Somut davada; davacı 10.03.1993 ile 02.07.2004 tarihleri arasında davalı iş yerinde çalıştığının tespitini talep ettiği, davacının 1030076 sicil numarasıyla davalı şirket adına tescilli işyerine girişine ilişkin 01.09.1999 giriş tarihini içeren imzalı işe giriş bildirgesi mevcut olup; 01.09.1999-05.04.2001, 05.07.2001-02.03.2002 ve 20.05.2002-02.07.2004 tarihleri arası dönemlerde toplam 886 günlük sigortalılık bildirimi bulunduğu gibi; 17.03.1997-06.09.1997 tarihleri arası dönemde, 1027348 sicil numaralı dava dışı Selçuklu Halı Ltd. Şti. işyerinden sigortalılık bildiriminin bulunduğu belirlenmiştir.
Dosya kapsamında beyanlarına başvurulan komşu işyeri tanıklarının davacının, davalı iş yerinde iddia ettiği çalışmaları husunda bilgi sahibi olmadıkları, yine dinlenen bordro tanıklarının beyanlarının ise hüküm kurmaya elverişli olmadığı anlaşılmakla, mahkemece işyerinin 01/07/1997 tarihi itibariyle kapsama alındığı dikkate alınarak bu tarih sonrası re'sen araştırma yapılarak bu döneme ilişkin re'sen belirlenecek bordro tanıkları dinlenmeli, bildirim öncesi dönem bakımından ise varsa deliller toplanıp ayrıca davanın açılış tarihine göre hakdüşürücü süre yönünden inceleme yapılarak, talep konusu dönem irdelenip sonucuna göre karar verilmesi gerekirken eksik araştırma ve incelemeye dayalı karar verilmiş olması usul ve yasaya aykırı olup, bozma nedenidir.
Mahkemece yukarıda belirtilen hukuki ve maddi olgular gözetilmeksizin yazılı şekilde karar verilmiş olması usul ve yasaya aykırı olup, bozma nedenidir.
Bölge Adliye Mahkemesince bu maddi ve hukuki olgular nazara alınmaksızın yazılı şekilde karar verilmesi usul ve yasaya aykırı olup bozma nedenidir.
O hâlde, davacının bu yönleri amaçlayan temyiz itirazları kabul edilmeli ve... Bölge Adliye Mahkemesi 10. Hukuk Dairesinin davalı ...Yün İplik ve Halı San. ve Tic. Ltd. Şti. vekili ve ... vekilinin istinaf başvurularının kabulüne ilişkin kararı bozulmalıdır.

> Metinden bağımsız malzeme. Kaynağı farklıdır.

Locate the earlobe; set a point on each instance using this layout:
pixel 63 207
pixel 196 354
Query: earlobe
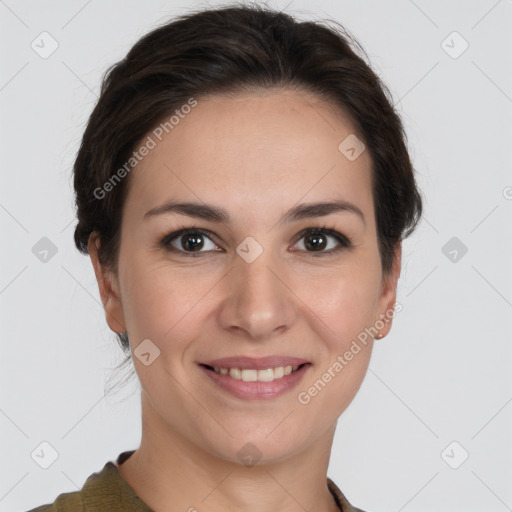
pixel 387 299
pixel 108 288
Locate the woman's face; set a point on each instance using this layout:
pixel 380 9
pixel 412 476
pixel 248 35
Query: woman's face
pixel 256 283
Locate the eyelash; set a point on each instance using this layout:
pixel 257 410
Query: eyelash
pixel 344 241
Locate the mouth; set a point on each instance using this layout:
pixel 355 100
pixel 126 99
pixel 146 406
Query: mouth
pixel 251 383
pixel 255 375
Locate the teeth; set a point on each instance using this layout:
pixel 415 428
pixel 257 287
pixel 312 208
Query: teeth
pixel 251 375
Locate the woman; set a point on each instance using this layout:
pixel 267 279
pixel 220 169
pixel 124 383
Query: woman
pixel 242 187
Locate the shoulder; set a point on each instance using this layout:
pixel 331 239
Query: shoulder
pixel 341 500
pixel 104 489
pixel 66 502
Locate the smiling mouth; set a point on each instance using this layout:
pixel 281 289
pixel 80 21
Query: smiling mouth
pixel 253 375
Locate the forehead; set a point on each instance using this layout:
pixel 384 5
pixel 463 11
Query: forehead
pixel 253 150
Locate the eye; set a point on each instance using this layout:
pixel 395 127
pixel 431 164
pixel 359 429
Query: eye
pixel 316 240
pixel 189 241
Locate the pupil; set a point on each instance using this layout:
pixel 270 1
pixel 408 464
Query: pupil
pixel 197 242
pixel 315 238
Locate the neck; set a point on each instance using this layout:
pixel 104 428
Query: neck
pixel 169 470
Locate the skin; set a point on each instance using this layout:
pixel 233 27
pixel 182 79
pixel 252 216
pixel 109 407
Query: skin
pixel 255 154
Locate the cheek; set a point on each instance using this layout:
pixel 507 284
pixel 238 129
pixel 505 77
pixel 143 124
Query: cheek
pixel 163 304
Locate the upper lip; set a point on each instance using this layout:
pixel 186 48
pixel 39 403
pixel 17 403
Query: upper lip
pixel 260 363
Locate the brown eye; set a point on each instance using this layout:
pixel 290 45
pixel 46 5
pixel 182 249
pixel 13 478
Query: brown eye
pixel 317 240
pixel 188 241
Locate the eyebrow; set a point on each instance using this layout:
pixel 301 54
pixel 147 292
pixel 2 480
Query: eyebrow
pixel 216 214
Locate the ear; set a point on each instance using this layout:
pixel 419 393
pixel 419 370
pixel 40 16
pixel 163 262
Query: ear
pixel 387 297
pixel 108 286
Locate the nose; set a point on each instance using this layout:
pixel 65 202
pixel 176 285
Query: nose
pixel 259 302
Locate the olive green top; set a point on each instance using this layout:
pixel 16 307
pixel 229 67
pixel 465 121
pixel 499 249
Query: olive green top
pixel 107 490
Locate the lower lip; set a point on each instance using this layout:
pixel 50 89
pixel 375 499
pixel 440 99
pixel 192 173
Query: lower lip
pixel 257 390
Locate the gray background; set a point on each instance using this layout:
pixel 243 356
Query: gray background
pixel 441 376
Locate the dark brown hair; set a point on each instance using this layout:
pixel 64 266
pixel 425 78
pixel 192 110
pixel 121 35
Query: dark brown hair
pixel 226 50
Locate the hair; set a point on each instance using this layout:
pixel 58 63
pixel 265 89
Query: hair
pixel 225 50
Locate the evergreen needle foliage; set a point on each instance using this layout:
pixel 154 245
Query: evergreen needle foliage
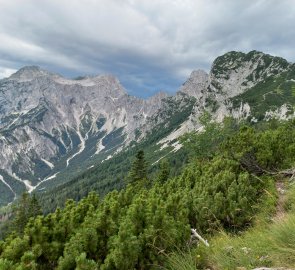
pixel 134 228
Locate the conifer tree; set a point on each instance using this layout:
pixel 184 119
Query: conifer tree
pixel 139 168
pixel 164 171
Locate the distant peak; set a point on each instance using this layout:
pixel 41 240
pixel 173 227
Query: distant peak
pixel 158 96
pixel 28 73
pixel 199 73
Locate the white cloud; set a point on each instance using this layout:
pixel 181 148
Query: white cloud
pixel 6 72
pixel 148 40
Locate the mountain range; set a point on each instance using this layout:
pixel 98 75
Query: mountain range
pixel 53 129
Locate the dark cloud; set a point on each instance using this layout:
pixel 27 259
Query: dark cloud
pixel 149 45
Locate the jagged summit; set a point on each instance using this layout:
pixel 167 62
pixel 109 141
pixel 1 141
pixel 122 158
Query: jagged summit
pixel 51 126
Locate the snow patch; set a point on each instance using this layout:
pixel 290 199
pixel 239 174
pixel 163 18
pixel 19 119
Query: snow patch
pixel 81 147
pixel 5 183
pixel 49 164
pixel 99 146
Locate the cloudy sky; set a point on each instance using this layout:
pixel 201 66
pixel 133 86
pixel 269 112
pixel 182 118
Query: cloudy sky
pixel 149 45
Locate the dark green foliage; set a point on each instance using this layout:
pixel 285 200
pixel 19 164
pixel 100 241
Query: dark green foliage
pixel 133 228
pixel 139 168
pixel 164 171
pixel 26 208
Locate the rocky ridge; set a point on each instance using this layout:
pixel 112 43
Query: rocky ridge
pixel 50 124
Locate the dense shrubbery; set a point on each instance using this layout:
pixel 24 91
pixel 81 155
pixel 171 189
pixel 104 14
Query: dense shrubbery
pixel 134 228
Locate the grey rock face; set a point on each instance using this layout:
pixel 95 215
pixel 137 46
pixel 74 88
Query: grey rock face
pixel 49 123
pixel 45 117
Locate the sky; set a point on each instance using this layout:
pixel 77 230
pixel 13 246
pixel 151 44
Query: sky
pixel 150 45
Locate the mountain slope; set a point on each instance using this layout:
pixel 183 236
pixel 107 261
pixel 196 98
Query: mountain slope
pixel 53 129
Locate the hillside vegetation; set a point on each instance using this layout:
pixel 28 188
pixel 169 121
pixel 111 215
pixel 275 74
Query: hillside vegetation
pixel 232 171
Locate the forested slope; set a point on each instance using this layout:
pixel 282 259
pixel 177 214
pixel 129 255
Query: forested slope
pixel 137 227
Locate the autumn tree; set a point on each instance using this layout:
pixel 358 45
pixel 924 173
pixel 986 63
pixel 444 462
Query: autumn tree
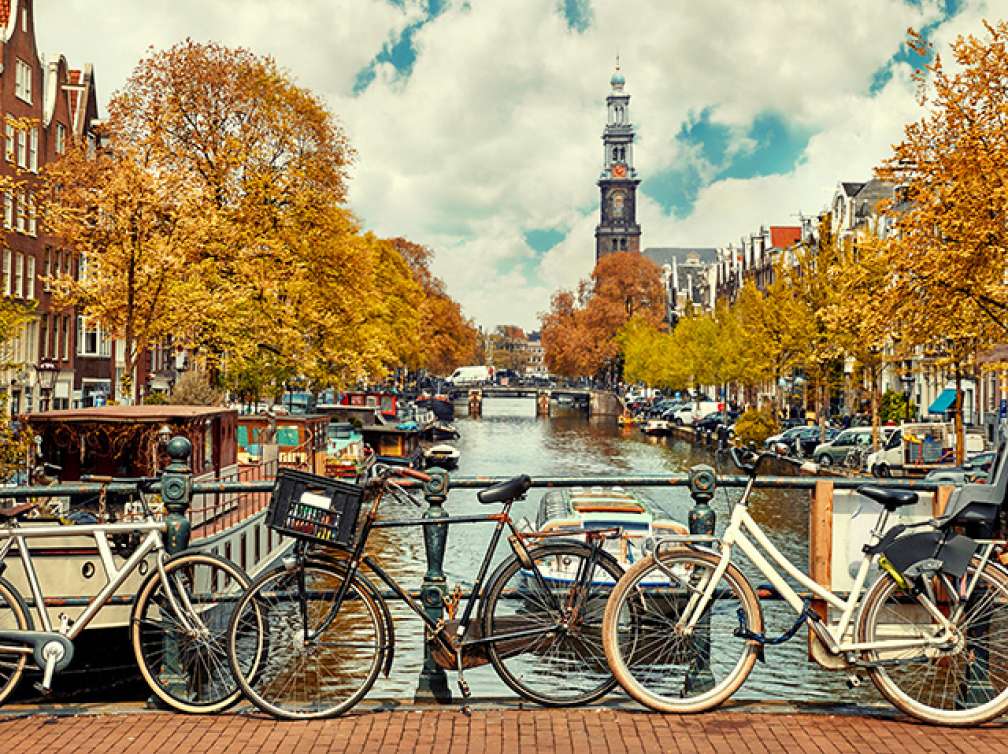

SONUÇ : Yukarıda açıklanan nedenlerle, temyiz olunan Bölge Adliye Mahkemesi kararının 6100 sayılı HMK'nun 373/2. maddeleri uyarınca BOZULMASINA, dosyanın kararı veren Bölge Adliye Mahkemesine gönderilmesine, temyiz harcının istek halinde davacıya iadesine, 02/11/2020 gününde oybirliğiyle karar verildi.